Era una oferta que no podía rechazar, envenenada en su base. Voluntariamente. No había nada voluntario en esto.

—¿Y si fallo? —preguntó Lyra, su voz cargada de un escepticismo que ocultaba la rendición que sentía crecer dentro de ella—. Las Lágrimas son un mito. Puede que ni siquiera existan.

—Existen —aseguró él, y en su tono no había lugar para la duda. Era la certeza del fanático o del condenado—. Y no fallarás. Porque el costo del fracaso es algo que ni tú ni yo estamos dispuestos a pagar.

Se acercó aún más, invadiendo su espacio por completo. El olor a cuero, aire frío y metal la envolvió.

—Ahora, los cuatro minutos que quedan son tuyos. Elige. ¿El fin de tu mundo, o la salvación del mío?

Lyra contuvo la respiración. Miró a su alrededor, a su taller, su santuario. Cada frasco, cada pergamino, era un fragmento de su alma. Él no solo le estaba ofreciendo salvar su vida física; le estaba ofreciando salvar su vida. Tal como era.

Con un nudo en la garganta, asintió una vez, bruscamente.

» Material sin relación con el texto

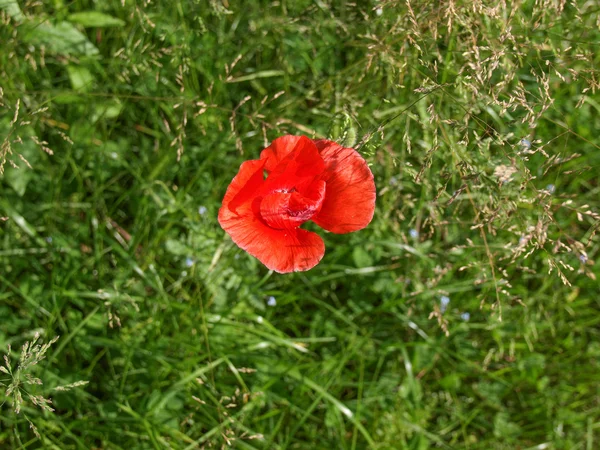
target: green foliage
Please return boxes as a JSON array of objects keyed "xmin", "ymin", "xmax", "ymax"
[{"xmin": 0, "ymin": 0, "xmax": 600, "ymax": 450}]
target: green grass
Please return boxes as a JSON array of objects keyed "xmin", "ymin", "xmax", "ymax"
[{"xmin": 0, "ymin": 0, "xmax": 600, "ymax": 450}]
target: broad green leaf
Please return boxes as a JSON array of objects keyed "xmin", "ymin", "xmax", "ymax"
[
  {"xmin": 69, "ymin": 11, "xmax": 125, "ymax": 28},
  {"xmin": 23, "ymin": 22, "xmax": 98, "ymax": 56}
]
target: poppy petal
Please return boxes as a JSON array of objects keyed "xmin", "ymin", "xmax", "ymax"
[
  {"xmin": 260, "ymin": 180, "xmax": 325, "ymax": 230},
  {"xmin": 223, "ymin": 160, "xmax": 265, "ymax": 212},
  {"xmin": 312, "ymin": 140, "xmax": 376, "ymax": 233},
  {"xmin": 260, "ymin": 135, "xmax": 324, "ymax": 176},
  {"xmin": 219, "ymin": 201, "xmax": 325, "ymax": 273}
]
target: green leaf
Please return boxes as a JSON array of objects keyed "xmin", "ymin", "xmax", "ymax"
[
  {"xmin": 69, "ymin": 11, "xmax": 125, "ymax": 28},
  {"xmin": 20, "ymin": 22, "xmax": 98, "ymax": 56},
  {"xmin": 0, "ymin": 0, "xmax": 25, "ymax": 23},
  {"xmin": 352, "ymin": 247, "xmax": 373, "ymax": 267},
  {"xmin": 67, "ymin": 65, "xmax": 94, "ymax": 92}
]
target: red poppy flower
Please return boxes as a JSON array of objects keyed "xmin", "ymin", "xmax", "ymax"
[{"xmin": 219, "ymin": 136, "xmax": 375, "ymax": 273}]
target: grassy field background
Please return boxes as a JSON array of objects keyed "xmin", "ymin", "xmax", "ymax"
[{"xmin": 0, "ymin": 0, "xmax": 600, "ymax": 450}]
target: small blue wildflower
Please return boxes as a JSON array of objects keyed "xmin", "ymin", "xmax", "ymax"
[
  {"xmin": 521, "ymin": 139, "xmax": 531, "ymax": 148},
  {"xmin": 440, "ymin": 295, "xmax": 450, "ymax": 312}
]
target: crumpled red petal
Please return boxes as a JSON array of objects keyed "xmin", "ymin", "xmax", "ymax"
[
  {"xmin": 219, "ymin": 160, "xmax": 325, "ymax": 273},
  {"xmin": 311, "ymin": 140, "xmax": 376, "ymax": 233},
  {"xmin": 260, "ymin": 180, "xmax": 325, "ymax": 229},
  {"xmin": 260, "ymin": 135, "xmax": 322, "ymax": 173}
]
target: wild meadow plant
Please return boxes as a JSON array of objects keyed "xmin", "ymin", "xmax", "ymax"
[{"xmin": 0, "ymin": 0, "xmax": 600, "ymax": 450}]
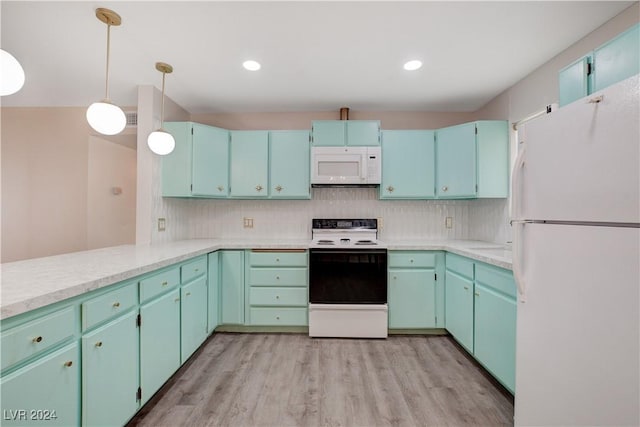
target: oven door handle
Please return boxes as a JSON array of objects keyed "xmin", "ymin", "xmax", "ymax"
[{"xmin": 309, "ymin": 249, "xmax": 387, "ymax": 255}]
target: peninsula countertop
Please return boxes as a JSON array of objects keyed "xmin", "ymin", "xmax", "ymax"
[{"xmin": 0, "ymin": 239, "xmax": 511, "ymax": 319}]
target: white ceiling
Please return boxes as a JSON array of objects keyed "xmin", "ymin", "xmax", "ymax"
[{"xmin": 0, "ymin": 1, "xmax": 633, "ymax": 113}]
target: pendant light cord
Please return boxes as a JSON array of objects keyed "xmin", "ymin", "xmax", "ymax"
[
  {"xmin": 104, "ymin": 24, "xmax": 111, "ymax": 100},
  {"xmin": 160, "ymin": 72, "xmax": 167, "ymax": 130}
]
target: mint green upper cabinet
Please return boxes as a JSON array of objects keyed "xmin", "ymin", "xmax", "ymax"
[
  {"xmin": 311, "ymin": 120, "xmax": 380, "ymax": 147},
  {"xmin": 140, "ymin": 287, "xmax": 180, "ymax": 405},
  {"xmin": 380, "ymin": 130, "xmax": 435, "ymax": 199},
  {"xmin": 82, "ymin": 311, "xmax": 139, "ymax": 426},
  {"xmin": 436, "ymin": 123, "xmax": 477, "ymax": 199},
  {"xmin": 231, "ymin": 130, "xmax": 269, "ymax": 198},
  {"xmin": 220, "ymin": 251, "xmax": 244, "ymax": 325},
  {"xmin": 476, "ymin": 120, "xmax": 509, "ymax": 198},
  {"xmin": 593, "ymin": 24, "xmax": 640, "ymax": 91},
  {"xmin": 474, "ymin": 263, "xmax": 517, "ymax": 393},
  {"xmin": 1, "ymin": 342, "xmax": 80, "ymax": 426},
  {"xmin": 162, "ymin": 122, "xmax": 229, "ymax": 197},
  {"xmin": 269, "ymin": 130, "xmax": 311, "ymax": 199},
  {"xmin": 180, "ymin": 275, "xmax": 207, "ymax": 363},
  {"xmin": 558, "ymin": 55, "xmax": 592, "ymax": 106},
  {"xmin": 191, "ymin": 123, "xmax": 229, "ymax": 197}
]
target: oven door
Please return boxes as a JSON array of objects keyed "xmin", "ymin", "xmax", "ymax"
[{"xmin": 309, "ymin": 249, "xmax": 387, "ymax": 304}]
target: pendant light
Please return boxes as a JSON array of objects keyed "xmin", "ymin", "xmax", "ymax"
[
  {"xmin": 147, "ymin": 62, "xmax": 176, "ymax": 156},
  {"xmin": 0, "ymin": 49, "xmax": 24, "ymax": 96},
  {"xmin": 87, "ymin": 8, "xmax": 127, "ymax": 135}
]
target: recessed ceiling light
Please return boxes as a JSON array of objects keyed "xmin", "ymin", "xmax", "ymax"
[
  {"xmin": 242, "ymin": 60, "xmax": 261, "ymax": 71},
  {"xmin": 404, "ymin": 59, "xmax": 422, "ymax": 71}
]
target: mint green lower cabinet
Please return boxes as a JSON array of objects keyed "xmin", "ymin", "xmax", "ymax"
[
  {"xmin": 474, "ymin": 285, "xmax": 516, "ymax": 393},
  {"xmin": 445, "ymin": 270, "xmax": 473, "ymax": 353},
  {"xmin": 220, "ymin": 251, "xmax": 244, "ymax": 325},
  {"xmin": 140, "ymin": 288, "xmax": 180, "ymax": 405},
  {"xmin": 207, "ymin": 252, "xmax": 220, "ymax": 334},
  {"xmin": 180, "ymin": 276, "xmax": 207, "ymax": 363},
  {"xmin": 473, "ymin": 263, "xmax": 517, "ymax": 393},
  {"xmin": 0, "ymin": 343, "xmax": 79, "ymax": 426},
  {"xmin": 388, "ymin": 269, "xmax": 436, "ymax": 329},
  {"xmin": 82, "ymin": 311, "xmax": 139, "ymax": 426}
]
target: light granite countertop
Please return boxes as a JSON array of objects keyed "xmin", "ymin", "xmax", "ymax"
[{"xmin": 0, "ymin": 239, "xmax": 511, "ymax": 319}]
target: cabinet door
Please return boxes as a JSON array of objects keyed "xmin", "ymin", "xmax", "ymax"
[
  {"xmin": 180, "ymin": 276, "xmax": 207, "ymax": 363},
  {"xmin": 220, "ymin": 251, "xmax": 244, "ymax": 325},
  {"xmin": 162, "ymin": 122, "xmax": 193, "ymax": 197},
  {"xmin": 0, "ymin": 343, "xmax": 80, "ymax": 426},
  {"xmin": 389, "ymin": 269, "xmax": 436, "ymax": 329},
  {"xmin": 140, "ymin": 289, "xmax": 180, "ymax": 405},
  {"xmin": 347, "ymin": 120, "xmax": 380, "ymax": 147},
  {"xmin": 311, "ymin": 120, "xmax": 347, "ymax": 147},
  {"xmin": 269, "ymin": 131, "xmax": 311, "ymax": 199},
  {"xmin": 558, "ymin": 56, "xmax": 591, "ymax": 107},
  {"xmin": 473, "ymin": 284, "xmax": 516, "ymax": 392},
  {"xmin": 445, "ymin": 270, "xmax": 473, "ymax": 353},
  {"xmin": 191, "ymin": 123, "xmax": 229, "ymax": 197},
  {"xmin": 207, "ymin": 252, "xmax": 220, "ymax": 334},
  {"xmin": 594, "ymin": 24, "xmax": 640, "ymax": 91},
  {"xmin": 436, "ymin": 123, "xmax": 476, "ymax": 199},
  {"xmin": 231, "ymin": 131, "xmax": 269, "ymax": 198},
  {"xmin": 380, "ymin": 130, "xmax": 435, "ymax": 199},
  {"xmin": 82, "ymin": 311, "xmax": 139, "ymax": 426}
]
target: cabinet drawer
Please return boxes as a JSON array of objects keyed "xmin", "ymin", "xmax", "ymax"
[
  {"xmin": 0, "ymin": 307, "xmax": 75, "ymax": 369},
  {"xmin": 82, "ymin": 283, "xmax": 138, "ymax": 331},
  {"xmin": 446, "ymin": 253, "xmax": 473, "ymax": 279},
  {"xmin": 249, "ymin": 268, "xmax": 307, "ymax": 286},
  {"xmin": 476, "ymin": 263, "xmax": 516, "ymax": 298},
  {"xmin": 250, "ymin": 307, "xmax": 307, "ymax": 326},
  {"xmin": 140, "ymin": 267, "xmax": 180, "ymax": 303},
  {"xmin": 180, "ymin": 256, "xmax": 207, "ymax": 283},
  {"xmin": 250, "ymin": 250, "xmax": 308, "ymax": 267},
  {"xmin": 249, "ymin": 287, "xmax": 309, "ymax": 307},
  {"xmin": 389, "ymin": 251, "xmax": 436, "ymax": 268}
]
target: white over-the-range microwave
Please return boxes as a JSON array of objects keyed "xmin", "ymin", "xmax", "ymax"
[{"xmin": 311, "ymin": 147, "xmax": 382, "ymax": 185}]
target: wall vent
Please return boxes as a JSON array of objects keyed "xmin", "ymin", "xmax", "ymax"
[{"xmin": 124, "ymin": 111, "xmax": 138, "ymax": 128}]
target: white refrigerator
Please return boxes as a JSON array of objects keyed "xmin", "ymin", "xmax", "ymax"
[{"xmin": 512, "ymin": 76, "xmax": 640, "ymax": 426}]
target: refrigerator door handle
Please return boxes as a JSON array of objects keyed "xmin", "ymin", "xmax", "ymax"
[
  {"xmin": 511, "ymin": 145, "xmax": 527, "ymax": 222},
  {"xmin": 511, "ymin": 220, "xmax": 527, "ymax": 303}
]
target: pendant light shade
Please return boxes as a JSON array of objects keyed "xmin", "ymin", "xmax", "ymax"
[
  {"xmin": 147, "ymin": 62, "xmax": 176, "ymax": 156},
  {"xmin": 87, "ymin": 99, "xmax": 127, "ymax": 135},
  {"xmin": 147, "ymin": 129, "xmax": 176, "ymax": 156},
  {"xmin": 0, "ymin": 49, "xmax": 24, "ymax": 96},
  {"xmin": 87, "ymin": 8, "xmax": 127, "ymax": 135}
]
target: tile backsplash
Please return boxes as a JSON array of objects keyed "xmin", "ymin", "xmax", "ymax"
[{"xmin": 152, "ymin": 188, "xmax": 510, "ymax": 243}]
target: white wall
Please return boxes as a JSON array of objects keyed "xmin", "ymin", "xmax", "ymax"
[{"xmin": 87, "ymin": 135, "xmax": 137, "ymax": 249}]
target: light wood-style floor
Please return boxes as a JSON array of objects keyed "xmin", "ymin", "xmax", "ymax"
[{"xmin": 130, "ymin": 333, "xmax": 513, "ymax": 427}]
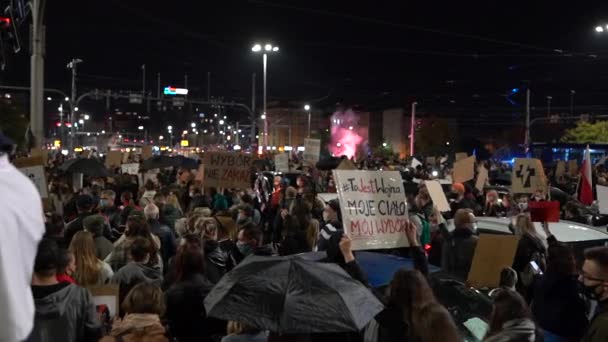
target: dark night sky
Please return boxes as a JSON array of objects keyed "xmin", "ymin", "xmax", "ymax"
[{"xmin": 0, "ymin": 0, "xmax": 608, "ymax": 111}]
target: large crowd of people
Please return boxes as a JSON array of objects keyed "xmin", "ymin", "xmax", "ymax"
[{"xmin": 0, "ymin": 138, "xmax": 608, "ymax": 342}]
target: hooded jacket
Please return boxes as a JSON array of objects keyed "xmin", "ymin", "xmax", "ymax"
[
  {"xmin": 483, "ymin": 318, "xmax": 542, "ymax": 342},
  {"xmin": 111, "ymin": 262, "xmax": 162, "ymax": 286},
  {"xmin": 100, "ymin": 314, "xmax": 169, "ymax": 342},
  {"xmin": 25, "ymin": 284, "xmax": 101, "ymax": 342}
]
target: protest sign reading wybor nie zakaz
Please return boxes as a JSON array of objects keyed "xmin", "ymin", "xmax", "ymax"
[
  {"xmin": 203, "ymin": 152, "xmax": 253, "ymax": 189},
  {"xmin": 334, "ymin": 170, "xmax": 408, "ymax": 250}
]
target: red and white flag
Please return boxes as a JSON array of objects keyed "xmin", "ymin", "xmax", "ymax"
[{"xmin": 578, "ymin": 145, "xmax": 593, "ymax": 205}]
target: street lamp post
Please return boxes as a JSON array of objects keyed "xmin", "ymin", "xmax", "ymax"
[
  {"xmin": 304, "ymin": 104, "xmax": 310, "ymax": 138},
  {"xmin": 251, "ymin": 43, "xmax": 279, "ymax": 146}
]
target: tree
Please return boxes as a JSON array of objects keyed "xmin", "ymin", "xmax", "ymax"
[
  {"xmin": 561, "ymin": 121, "xmax": 608, "ymax": 144},
  {"xmin": 0, "ymin": 100, "xmax": 29, "ymax": 147}
]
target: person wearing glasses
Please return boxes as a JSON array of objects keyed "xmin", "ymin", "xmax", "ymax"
[{"xmin": 578, "ymin": 247, "xmax": 608, "ymax": 342}]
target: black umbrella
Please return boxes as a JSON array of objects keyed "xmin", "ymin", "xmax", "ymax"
[
  {"xmin": 205, "ymin": 256, "xmax": 383, "ymax": 334},
  {"xmin": 59, "ymin": 158, "xmax": 111, "ymax": 177}
]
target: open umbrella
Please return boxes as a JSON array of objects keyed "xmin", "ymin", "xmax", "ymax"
[
  {"xmin": 59, "ymin": 158, "xmax": 111, "ymax": 177},
  {"xmin": 205, "ymin": 256, "xmax": 383, "ymax": 334}
]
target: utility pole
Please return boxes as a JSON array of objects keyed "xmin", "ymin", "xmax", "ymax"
[
  {"xmin": 30, "ymin": 0, "xmax": 45, "ymax": 147},
  {"xmin": 410, "ymin": 102, "xmax": 418, "ymax": 156},
  {"xmin": 524, "ymin": 88, "xmax": 530, "ymax": 153},
  {"xmin": 249, "ymin": 72, "xmax": 258, "ymax": 144},
  {"xmin": 68, "ymin": 58, "xmax": 82, "ymax": 153}
]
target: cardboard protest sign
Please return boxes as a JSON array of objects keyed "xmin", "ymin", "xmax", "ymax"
[
  {"xmin": 511, "ymin": 158, "xmax": 547, "ymax": 194},
  {"xmin": 141, "ymin": 145, "xmax": 152, "ymax": 160},
  {"xmin": 528, "ymin": 201, "xmax": 559, "ymax": 222},
  {"xmin": 106, "ymin": 151, "xmax": 122, "ymax": 169},
  {"xmin": 424, "ymin": 180, "xmax": 451, "ymax": 213},
  {"xmin": 13, "ymin": 156, "xmax": 49, "ymax": 198},
  {"xmin": 274, "ymin": 153, "xmax": 289, "ymax": 172},
  {"xmin": 194, "ymin": 164, "xmax": 205, "ymax": 182},
  {"xmin": 452, "ymin": 156, "xmax": 475, "ymax": 183},
  {"xmin": 87, "ymin": 285, "xmax": 120, "ymax": 323},
  {"xmin": 203, "ymin": 152, "xmax": 253, "ymax": 189},
  {"xmin": 568, "ymin": 160, "xmax": 578, "ymax": 177},
  {"xmin": 475, "ymin": 166, "xmax": 488, "ymax": 191},
  {"xmin": 467, "ymin": 234, "xmax": 519, "ymax": 288},
  {"xmin": 120, "ymin": 163, "xmax": 139, "ymax": 175},
  {"xmin": 303, "ymin": 139, "xmax": 321, "ymax": 165},
  {"xmin": 455, "ymin": 152, "xmax": 469, "ymax": 161},
  {"xmin": 333, "ymin": 170, "xmax": 408, "ymax": 250},
  {"xmin": 555, "ymin": 160, "xmax": 566, "ymax": 179},
  {"xmin": 595, "ymin": 185, "xmax": 608, "ymax": 215}
]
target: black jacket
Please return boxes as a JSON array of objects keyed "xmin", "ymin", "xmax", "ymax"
[
  {"xmin": 532, "ymin": 273, "xmax": 588, "ymax": 341},
  {"xmin": 165, "ymin": 274, "xmax": 213, "ymax": 342},
  {"xmin": 148, "ymin": 220, "xmax": 176, "ymax": 272}
]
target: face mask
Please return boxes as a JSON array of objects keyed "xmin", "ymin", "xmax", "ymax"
[
  {"xmin": 236, "ymin": 241, "xmax": 253, "ymax": 256},
  {"xmin": 323, "ymin": 212, "xmax": 329, "ymax": 222},
  {"xmin": 579, "ymin": 282, "xmax": 602, "ymax": 300}
]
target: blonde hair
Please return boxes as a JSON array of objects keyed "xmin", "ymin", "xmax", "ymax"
[{"xmin": 69, "ymin": 231, "xmax": 101, "ymax": 286}]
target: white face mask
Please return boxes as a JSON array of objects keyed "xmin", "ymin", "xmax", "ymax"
[{"xmin": 323, "ymin": 211, "xmax": 329, "ymax": 222}]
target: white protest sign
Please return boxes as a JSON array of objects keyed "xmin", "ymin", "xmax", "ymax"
[
  {"xmin": 303, "ymin": 139, "xmax": 321, "ymax": 165},
  {"xmin": 333, "ymin": 170, "xmax": 409, "ymax": 250},
  {"xmin": 511, "ymin": 158, "xmax": 547, "ymax": 194},
  {"xmin": 475, "ymin": 166, "xmax": 488, "ymax": 191},
  {"xmin": 19, "ymin": 165, "xmax": 49, "ymax": 198},
  {"xmin": 120, "ymin": 163, "xmax": 139, "ymax": 175},
  {"xmin": 595, "ymin": 185, "xmax": 608, "ymax": 215},
  {"xmin": 274, "ymin": 153, "xmax": 289, "ymax": 172},
  {"xmin": 424, "ymin": 180, "xmax": 451, "ymax": 213}
]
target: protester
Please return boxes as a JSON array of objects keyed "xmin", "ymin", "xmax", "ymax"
[
  {"xmin": 532, "ymin": 241, "xmax": 588, "ymax": 341},
  {"xmin": 165, "ymin": 245, "xmax": 213, "ymax": 342},
  {"xmin": 144, "ymin": 204, "xmax": 176, "ymax": 268},
  {"xmin": 318, "ymin": 200, "xmax": 344, "ymax": 251},
  {"xmin": 64, "ymin": 195, "xmax": 97, "ymax": 245},
  {"xmin": 25, "ymin": 239, "xmax": 101, "ymax": 342},
  {"xmin": 44, "ymin": 214, "xmax": 68, "ymax": 249},
  {"xmin": 110, "ymin": 237, "xmax": 162, "ymax": 308},
  {"xmin": 70, "ymin": 231, "xmax": 114, "ymax": 287},
  {"xmin": 579, "ymin": 247, "xmax": 608, "ymax": 342},
  {"xmin": 483, "ymin": 290, "xmax": 543, "ymax": 342},
  {"xmin": 513, "ymin": 214, "xmax": 547, "ymax": 297},
  {"xmin": 82, "ymin": 215, "xmax": 114, "ymax": 260},
  {"xmin": 99, "ymin": 190, "xmax": 122, "ymax": 231},
  {"xmin": 440, "ymin": 209, "xmax": 479, "ymax": 280},
  {"xmin": 100, "ymin": 283, "xmax": 169, "ymax": 342},
  {"xmin": 57, "ymin": 248, "xmax": 78, "ymax": 284}
]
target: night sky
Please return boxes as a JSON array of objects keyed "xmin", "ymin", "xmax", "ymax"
[{"xmin": 1, "ymin": 0, "xmax": 608, "ymax": 112}]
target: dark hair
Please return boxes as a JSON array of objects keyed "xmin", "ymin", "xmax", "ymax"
[
  {"xmin": 44, "ymin": 214, "xmax": 65, "ymax": 236},
  {"xmin": 486, "ymin": 289, "xmax": 532, "ymax": 337},
  {"xmin": 129, "ymin": 237, "xmax": 152, "ymax": 262},
  {"xmin": 122, "ymin": 282, "xmax": 165, "ymax": 316},
  {"xmin": 144, "ymin": 179, "xmax": 156, "ymax": 191},
  {"xmin": 125, "ymin": 216, "xmax": 150, "ymax": 237},
  {"xmin": 239, "ymin": 204, "xmax": 253, "ymax": 217},
  {"xmin": 412, "ymin": 302, "xmax": 462, "ymax": 342},
  {"xmin": 585, "ymin": 247, "xmax": 608, "ymax": 273},
  {"xmin": 546, "ymin": 243, "xmax": 576, "ymax": 275},
  {"xmin": 241, "ymin": 222, "xmax": 262, "ymax": 244},
  {"xmin": 175, "ymin": 244, "xmax": 205, "ymax": 282},
  {"xmin": 34, "ymin": 239, "xmax": 60, "ymax": 277},
  {"xmin": 388, "ymin": 269, "xmax": 436, "ymax": 322}
]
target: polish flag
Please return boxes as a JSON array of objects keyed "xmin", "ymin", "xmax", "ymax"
[{"xmin": 578, "ymin": 145, "xmax": 593, "ymax": 205}]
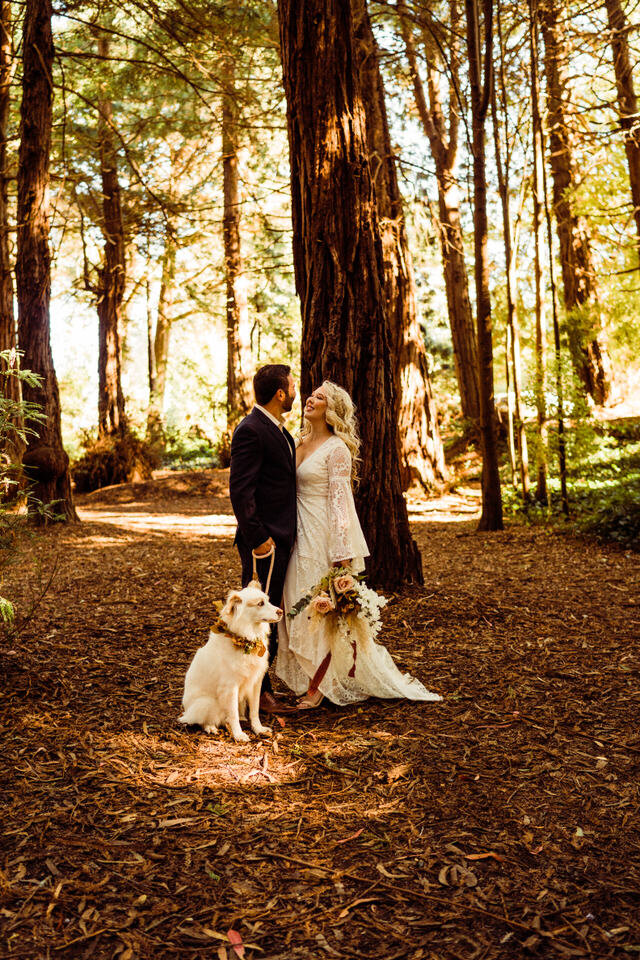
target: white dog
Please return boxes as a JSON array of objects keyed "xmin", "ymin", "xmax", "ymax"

—No tocará nada de lo mío —dijo, su voz temblorosa pero firme—. Y no es suyo. Es un préstamo. Cuando esto termine, me devolverá a mi vida. Esa es mi condición.

Kael estudió su rostro por un largo momento, y luego, asintió a su vez.

—Aceptado.

Lyra se movió como un autómata. Tomó una mochila de cuero y comenzó a llenarla con un frenesí silencioso. Frascos de esencias lunares, su pluma de plata favorita, varios pergaminos de la más alta calidad, un compás de hueso tallado. Cada objeto que guardaba era una despedida.

Mientras lo hacía, Kael no la perdió de vista. Su presencia era una sombra constante, un recordatorio de que su libertad había terminado.

—¿Cómo? —preguntó Lyra de repente, sin volverse—. ¿Cómo piensa encontrar el recuerdo de una diosa? Los dioses no dejan recuerdos como los mortales.

—No —admitió Kael desde la puerta, observando la calle vacía—. Pero dejaron ecos. Huellas en el mundo. En la piedra, en la magia, en la sangre de sus descendientes. Eso es lo que cartografiarás. Los ecos de la diosa.

Lyra se detuvo, una esencia a medio guardar en su mano. La idea era aterradora y fascinante. Cartografiar un eco… era como intentar dibujar el viento. Era imposible. Y, sin embargo, una parte de ella, la cartógrafa, sentía la punzada de un desafío intelectual abrumador.

—Necesitaré una fuente —dijo, casi en un susurro—. Algo que lleve una chispa de su esencia. Algo que haya estado cerca de ella.

Kael se volvió lentamente. De un bolsillo interior de su capa, sacó un objeto envuelto en terciopelo negro. Lo desenvolvió con una reverencia que no le cuadraba.